Figure 12: Effect of K on the Laplacian spectral entropy of the SCN graph
Despite the LEGF-DST model’s notable performance improvements in fine-grained malicious SMS detection tasks, it is subject to the following limitations:
(1) Constraints on Time Complexity: The LEGF-DST employs a dual-tower structure as its backbone and integrates graph-based feature fusion during feature extraction, significantly increasing overall computational costs. Consequently, the model may struggle to efficiently process large-scale data in resource-limited environments, making it more applicable to scenarios where high detection accuracy is prioritized.
(2) Ethical Risks of LLMs-generated Data: Our research indicates that synthetic data generated by LLMs can effectively balance data distribution and enhance model detection performance. However, malicious actors could exploit LLMs to generate vast quantities of highly deceptive and harmful content at minimal cost. Such misuse has the potential to exacerbate the spread of malicious content, amplifying cybersecurity risks and raising profound ethical challenges.
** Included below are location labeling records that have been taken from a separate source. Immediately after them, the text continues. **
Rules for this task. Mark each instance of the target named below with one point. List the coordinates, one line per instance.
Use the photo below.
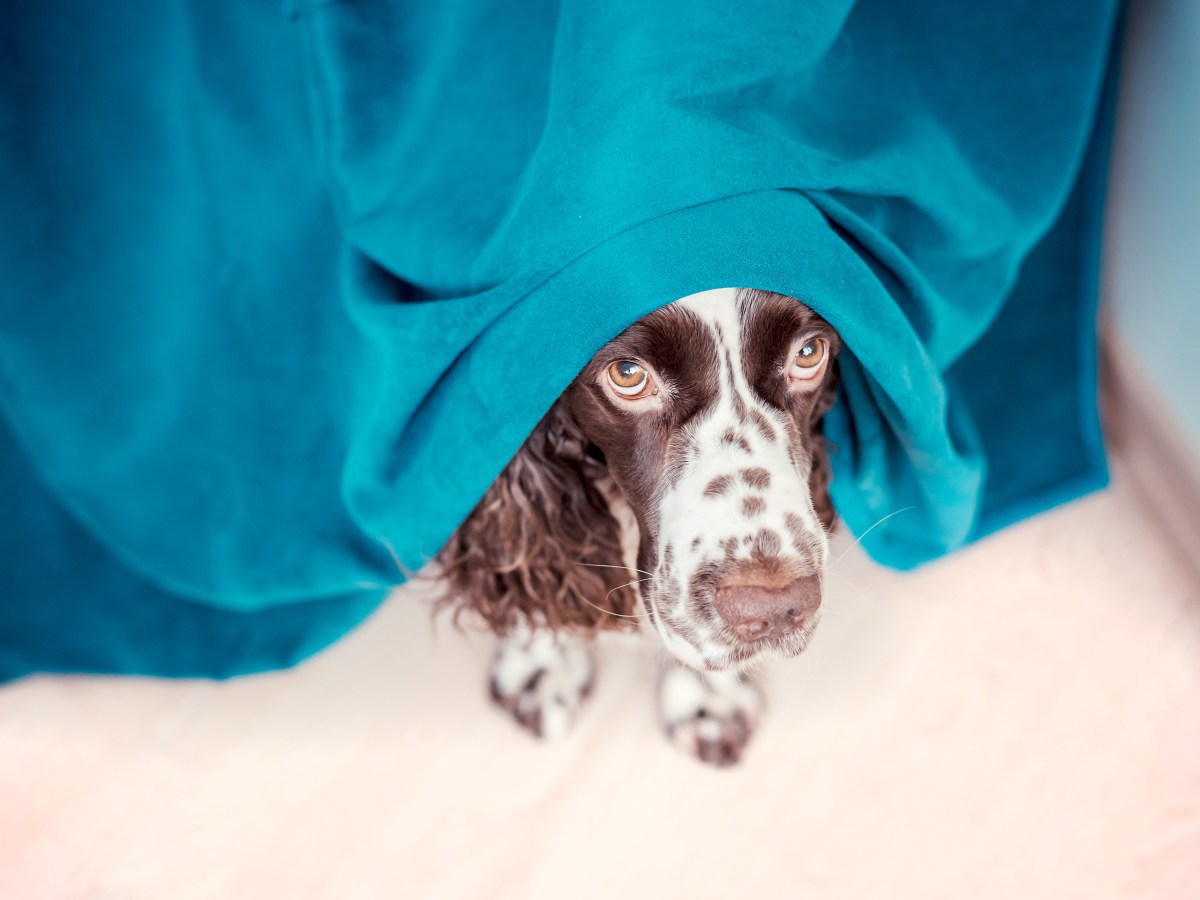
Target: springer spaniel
(681, 484)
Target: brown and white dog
(681, 484)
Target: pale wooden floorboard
(1021, 720)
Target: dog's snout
(757, 611)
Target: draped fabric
(283, 289)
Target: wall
(1152, 239)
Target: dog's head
(705, 418)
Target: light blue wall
(1152, 240)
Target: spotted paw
(541, 681)
(709, 715)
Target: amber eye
(629, 378)
(807, 363)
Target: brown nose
(756, 611)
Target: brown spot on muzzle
(718, 486)
(757, 478)
(754, 507)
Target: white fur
(563, 669)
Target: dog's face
(705, 412)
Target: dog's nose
(757, 611)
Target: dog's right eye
(629, 378)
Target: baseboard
(1149, 449)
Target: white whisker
(858, 540)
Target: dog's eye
(629, 378)
(807, 363)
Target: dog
(679, 485)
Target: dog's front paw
(541, 679)
(709, 715)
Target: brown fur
(531, 549)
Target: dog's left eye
(808, 359)
(629, 378)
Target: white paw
(541, 679)
(709, 715)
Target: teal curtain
(274, 280)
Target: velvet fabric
(283, 288)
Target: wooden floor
(1021, 720)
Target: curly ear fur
(821, 473)
(532, 549)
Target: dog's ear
(538, 547)
(821, 473)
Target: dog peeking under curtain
(681, 483)
(268, 275)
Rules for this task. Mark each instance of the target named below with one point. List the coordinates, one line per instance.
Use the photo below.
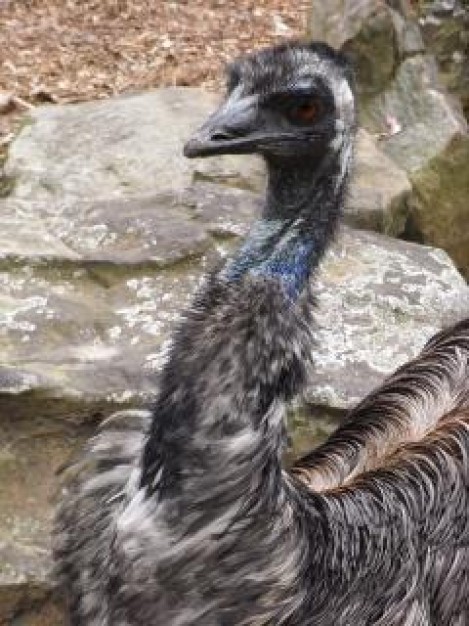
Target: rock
(53, 209)
(380, 299)
(126, 146)
(446, 35)
(30, 454)
(378, 197)
(106, 236)
(78, 343)
(433, 148)
(398, 81)
(94, 327)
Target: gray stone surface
(380, 299)
(445, 27)
(106, 236)
(132, 146)
(94, 327)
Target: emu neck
(301, 210)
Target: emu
(183, 514)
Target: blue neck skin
(298, 220)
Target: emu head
(292, 100)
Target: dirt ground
(72, 50)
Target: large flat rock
(403, 99)
(130, 145)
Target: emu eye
(306, 112)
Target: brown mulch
(74, 50)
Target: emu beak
(230, 130)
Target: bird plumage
(184, 514)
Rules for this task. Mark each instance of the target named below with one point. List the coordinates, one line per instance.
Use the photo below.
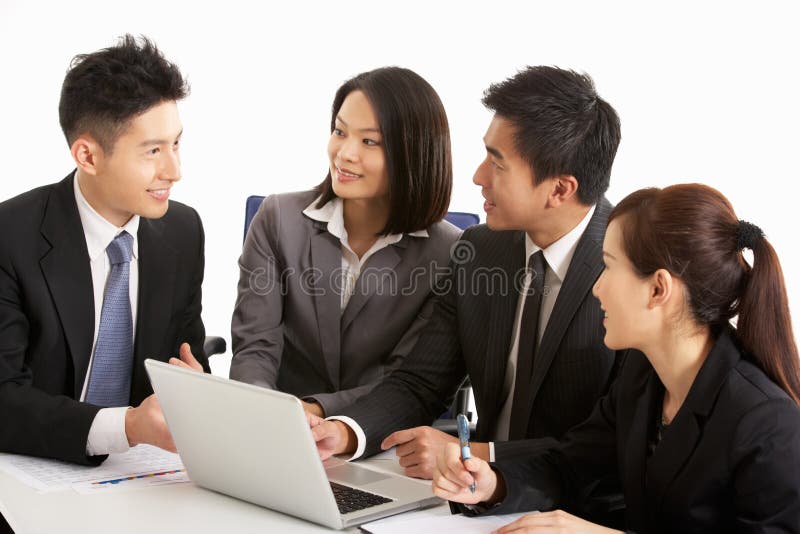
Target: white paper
(54, 475)
(439, 520)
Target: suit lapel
(635, 445)
(66, 269)
(326, 257)
(585, 267)
(157, 272)
(681, 437)
(377, 276)
(501, 323)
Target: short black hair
(416, 140)
(104, 90)
(562, 127)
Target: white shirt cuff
(107, 433)
(359, 432)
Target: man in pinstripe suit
(537, 372)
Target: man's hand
(146, 424)
(313, 408)
(556, 521)
(332, 437)
(453, 476)
(419, 447)
(187, 359)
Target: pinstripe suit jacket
(470, 333)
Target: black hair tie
(749, 235)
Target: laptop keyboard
(351, 500)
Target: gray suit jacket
(470, 333)
(289, 331)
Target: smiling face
(624, 296)
(356, 152)
(513, 200)
(135, 179)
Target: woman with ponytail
(702, 425)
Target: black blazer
(728, 462)
(47, 315)
(470, 333)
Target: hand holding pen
(461, 479)
(463, 441)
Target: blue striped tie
(110, 379)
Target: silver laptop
(254, 444)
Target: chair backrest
(458, 218)
(250, 208)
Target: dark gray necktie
(528, 335)
(110, 378)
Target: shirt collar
(98, 231)
(332, 213)
(559, 254)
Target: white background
(706, 91)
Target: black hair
(416, 140)
(562, 127)
(104, 90)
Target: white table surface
(174, 508)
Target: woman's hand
(452, 478)
(558, 521)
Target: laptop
(254, 444)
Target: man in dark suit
(100, 270)
(530, 341)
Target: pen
(463, 438)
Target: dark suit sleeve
(509, 450)
(418, 391)
(32, 421)
(554, 476)
(765, 462)
(192, 329)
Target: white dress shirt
(107, 433)
(332, 213)
(557, 257)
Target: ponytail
(692, 231)
(764, 327)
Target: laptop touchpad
(354, 475)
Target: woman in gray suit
(702, 424)
(336, 283)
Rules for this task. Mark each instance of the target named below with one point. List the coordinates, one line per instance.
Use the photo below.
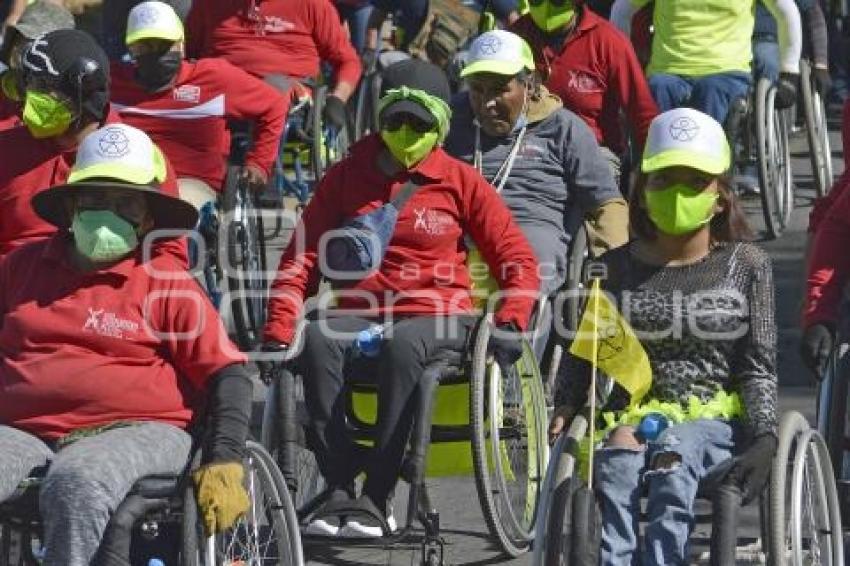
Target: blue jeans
(711, 94)
(766, 60)
(701, 445)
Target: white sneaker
(356, 529)
(321, 528)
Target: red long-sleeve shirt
(286, 37)
(596, 73)
(189, 120)
(424, 270)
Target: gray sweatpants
(87, 480)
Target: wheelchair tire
(243, 249)
(773, 155)
(509, 443)
(264, 535)
(817, 131)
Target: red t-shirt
(596, 74)
(424, 270)
(85, 349)
(189, 120)
(287, 38)
(31, 165)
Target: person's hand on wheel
(561, 417)
(335, 112)
(786, 90)
(823, 82)
(220, 494)
(266, 366)
(816, 348)
(255, 177)
(505, 345)
(751, 469)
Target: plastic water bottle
(368, 342)
(652, 425)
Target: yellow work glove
(221, 497)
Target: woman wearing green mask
(593, 68)
(106, 349)
(419, 291)
(701, 302)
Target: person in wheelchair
(280, 38)
(541, 158)
(418, 287)
(185, 105)
(701, 301)
(106, 353)
(701, 57)
(593, 69)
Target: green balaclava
(102, 235)
(551, 16)
(680, 209)
(45, 116)
(408, 146)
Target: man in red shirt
(278, 37)
(593, 68)
(102, 362)
(184, 106)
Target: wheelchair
(758, 134)
(170, 531)
(505, 428)
(800, 521)
(817, 130)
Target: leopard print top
(705, 327)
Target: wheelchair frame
(19, 519)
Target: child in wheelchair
(700, 300)
(411, 276)
(106, 353)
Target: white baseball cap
(500, 52)
(688, 138)
(118, 156)
(153, 20)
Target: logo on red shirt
(109, 324)
(583, 82)
(187, 93)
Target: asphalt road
(464, 529)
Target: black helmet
(70, 62)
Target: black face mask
(154, 70)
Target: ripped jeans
(697, 446)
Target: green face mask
(680, 209)
(550, 18)
(45, 116)
(102, 235)
(8, 86)
(407, 145)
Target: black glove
(786, 90)
(505, 345)
(816, 347)
(335, 112)
(823, 82)
(369, 60)
(267, 367)
(751, 469)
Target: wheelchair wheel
(804, 519)
(509, 445)
(267, 533)
(242, 244)
(817, 131)
(774, 160)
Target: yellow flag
(606, 340)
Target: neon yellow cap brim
(685, 158)
(496, 67)
(168, 35)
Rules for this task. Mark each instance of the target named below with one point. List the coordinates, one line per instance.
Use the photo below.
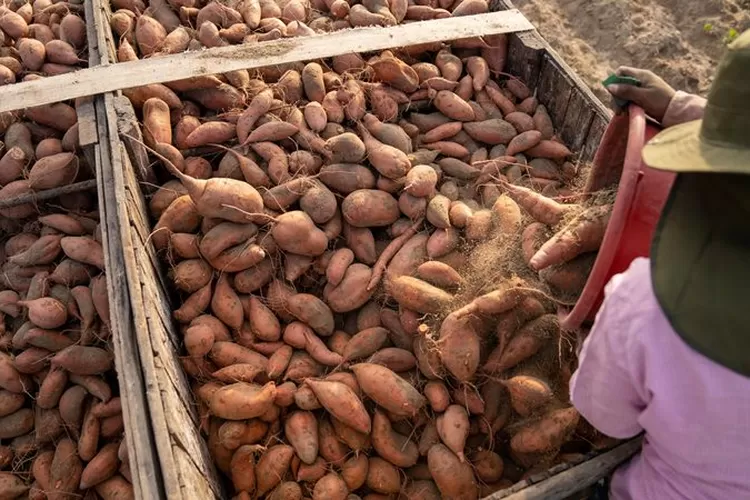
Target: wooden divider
(170, 458)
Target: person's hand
(654, 94)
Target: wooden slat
(596, 105)
(577, 122)
(109, 78)
(141, 449)
(525, 52)
(554, 90)
(574, 479)
(594, 137)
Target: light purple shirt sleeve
(607, 389)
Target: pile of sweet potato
(157, 27)
(346, 239)
(61, 422)
(40, 38)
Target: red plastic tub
(641, 195)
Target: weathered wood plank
(108, 78)
(593, 101)
(594, 137)
(130, 133)
(146, 475)
(574, 479)
(577, 121)
(525, 52)
(87, 131)
(554, 90)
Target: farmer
(669, 352)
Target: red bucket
(641, 195)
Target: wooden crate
(185, 468)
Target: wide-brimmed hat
(700, 255)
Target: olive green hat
(700, 255)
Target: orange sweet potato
(454, 479)
(419, 295)
(546, 434)
(241, 400)
(399, 450)
(388, 389)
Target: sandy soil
(681, 40)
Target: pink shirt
(636, 374)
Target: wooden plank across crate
(98, 124)
(184, 467)
(109, 78)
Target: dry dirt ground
(681, 40)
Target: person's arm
(683, 108)
(607, 389)
(660, 101)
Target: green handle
(621, 80)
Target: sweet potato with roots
(390, 445)
(341, 402)
(419, 295)
(583, 234)
(524, 344)
(388, 389)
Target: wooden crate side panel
(525, 52)
(183, 454)
(141, 448)
(578, 115)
(3) Limitations in Language Applicability: This study is validated on a Chinese dataset, leveraging the robust support for both word-level and character-level pre-trained models in this language. In contrast, processing other languages like English relies mainly on tokenization methods such as Byte-Pair Encoding (BPE) and WordPiece, with limited support for character-level models. This disparity may limit the LEGF-DST model’s access to prior knowledge in non-Chinese languages, potentially impacting its performance.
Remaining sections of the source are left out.